Existing approaches augment reasoning steps or inject specific structure into how models think, but leave scattered problem conditions unchanged. StoryCoder addresses this by reorganizing task representation itself: converting fragmented, instruction-like problem statements into structured narratives that provide richer contextual structure than simple rephrasings.
Each narrative consists of three deliberate components, guided by the selected algorithm and genre:
- Task Overview: Presents the coding objective within a narrative frame, integrating scattered conditions into a coherent system.
- Constraints: Reframes input ranges, time limits, and rules as natural restrictions in the story.
- Example Input/Output: Integrates sample test cases into contextual scenarios, preserving formal coding task requirements within the narrative space.
StoryCoder/
├── convert_to_narrative.py # Step 1: Generate narratives from coding problems
├── narrative_splitter.py # Step 2: Split variants into per-variant JSONL files
├── instruction_template.py # Prompt template for narrative conversion
├── data/ # Input JSONL files (benchmark problems)
└── outputs/ # Generated narrative JSONL files
pip install google-genai openai anthropicAPI keys are read from environment variables:
export OPENAI_API_KEY=...
export ANTHROPIC_API_KEY=...
export GOOGLE_PROJECT_ID=...
export GOOGLE_LOCATION=...Convert coding problems into narrative format using one of three supported backends: gemini, chatgpt, or claude.
python convert_to_narrative.py \
--backend gemini \
--input data/livecodebench_v6.jsonl \
--output outputs/livecodebench_v6_narratives.jsonl \
--n_variants 5Arguments:
| Argument | Description | Default |
|---|---|---|
--backend |
LLM backend (gemini, chatgpt, claude) |
required |
--input |
Path to input JSONL file | required |
--output |
Path to output JSONL file | required |
--n_variants |
Number of narrative variants per problem | 5 |
The input JSONL file should follow the same format as LiveCodeBench code generation dataset files. Each line should contain a sample with at least the following fields:
{
"question_id": "unique_id",
"question_content": "Problem statement here..."

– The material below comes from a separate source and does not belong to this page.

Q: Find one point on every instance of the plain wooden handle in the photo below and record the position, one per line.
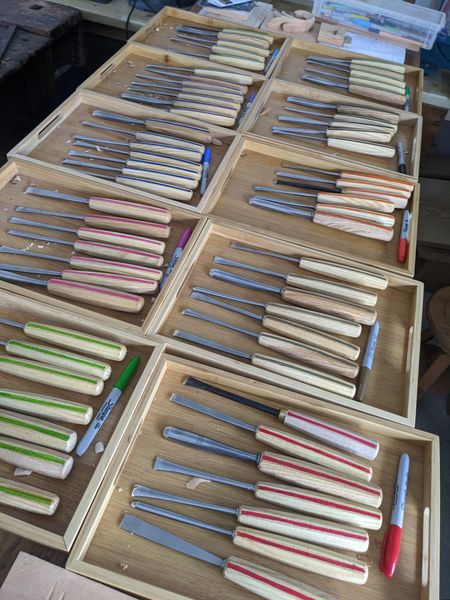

}The output JSONL file appends a narratives field to each problem:
{
"question_id": "unique_id",
"question_content": "...",
"narratives": [
"- Algorithm Category: Dynamic Programming\n- Narrative Genre: Fantasy Adventure\n- Task Overview: ...",
"..."
]
}Split the multi-variant output from Step 1 into individual JSONL files — one per narrative variant. Each output file replaces question_content with the narrative text (with the Algorithm Category and Narrative Genre headers stripped), making it directly compatible with the LiveCodeBench evaluation pipeline.

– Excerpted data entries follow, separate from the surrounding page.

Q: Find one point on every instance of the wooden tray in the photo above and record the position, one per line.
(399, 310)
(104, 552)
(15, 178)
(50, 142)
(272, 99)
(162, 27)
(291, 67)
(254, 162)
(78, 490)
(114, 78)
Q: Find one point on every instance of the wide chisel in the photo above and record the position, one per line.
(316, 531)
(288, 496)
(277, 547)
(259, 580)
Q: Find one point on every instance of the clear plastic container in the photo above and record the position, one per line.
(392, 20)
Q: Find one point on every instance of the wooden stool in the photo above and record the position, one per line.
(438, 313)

python narrative_splitter.py \
--input outputs/livecodebench_v6_narratives.jsonl \
--output_dir outputs/split/This produces N files named livecodebench_v6_narratives_narrative_1.jsonl through livecodebench_v6_narratives_narrative_N.jsonl in the specified output directory.
Each per-variant JSONL file produced in Step 2 can be used directly as the input dataset for LiveCodeBench evaluation. Pass the narrative JSONL file wherever LiveCodeBench expects a benchmark dataset file. No other changes to the evaluation pipeline are needed.
The code in this repository is licensed under the MIT License. See LICENSE for details. The paper and associated content are licensed under Creative Commons Attribution 4.0 International (CC BY 4.0).